菩提心を因となし、大悲を根となし、方便を究竟となす
 
さとりを求める心(菩提心)を原因とし、大いなるあわれみ(大悲)を根とし、手だて(方便)を究極的なものとするのである。

 
――宮坂宥勝『密教経典』p.31 より

 仏教らしい言葉である“菩提心”とは、「悟りたい(迷いを払い去り、永遠の真理を知りたい)と願って努力する心」であり、そこには「この世界のために貢献したい」という“衆生救済”の思いも含まれる。

 誰もが備えているそんな“菩提心”がそもそもの源泉としてあり、ふとあるとき社会的な課題に困っている人と出会うことで、にわかに“大悲”が生まれる。

 それを解決しようとする自分発のプロジェクトが“方便” *2 となって、物事が前向きに動きはじめる。その流れのなかで、豊かなご縁が育まれ、まるで大きなつながりの中で自分が生かされているような、大らかな心地に包まれることもある。

 そして、その人ならではの生き方、表現の仕方と、プロジェクトでの活動がひとつに重なるとき、人は太陽のように輝いた表情を見せる。言わば以前のわたし(小我)は彼方に消え、次元の違う本当のわたし(大我)と出会ったのだ。

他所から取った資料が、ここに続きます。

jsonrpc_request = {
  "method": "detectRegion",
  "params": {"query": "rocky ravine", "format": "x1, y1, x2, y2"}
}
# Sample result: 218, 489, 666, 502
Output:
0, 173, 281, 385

 ソーシャルデザインに励む姿そのものが、悟りそのものである。「方便を究竟となす」とは、そういうことでもあるのではないだろうか。そのキラキラした姿は、周りの誰かの秘めた可能性をも遍く照らし、いつかその種も大地に根を張り、この世界に芽吹いていくだろう。

 父や母だったり、恋人や子どもだったり、仕事の仲間やクライアントだったり。ときにはお寿司屋さんのカウンターでたまたま隣りに座ったり、落とした財布を拾ってくれて急いで届けてくれたり。日々巡りあう数奇なご縁は、織り重なって尽くせないほどに味わい深い。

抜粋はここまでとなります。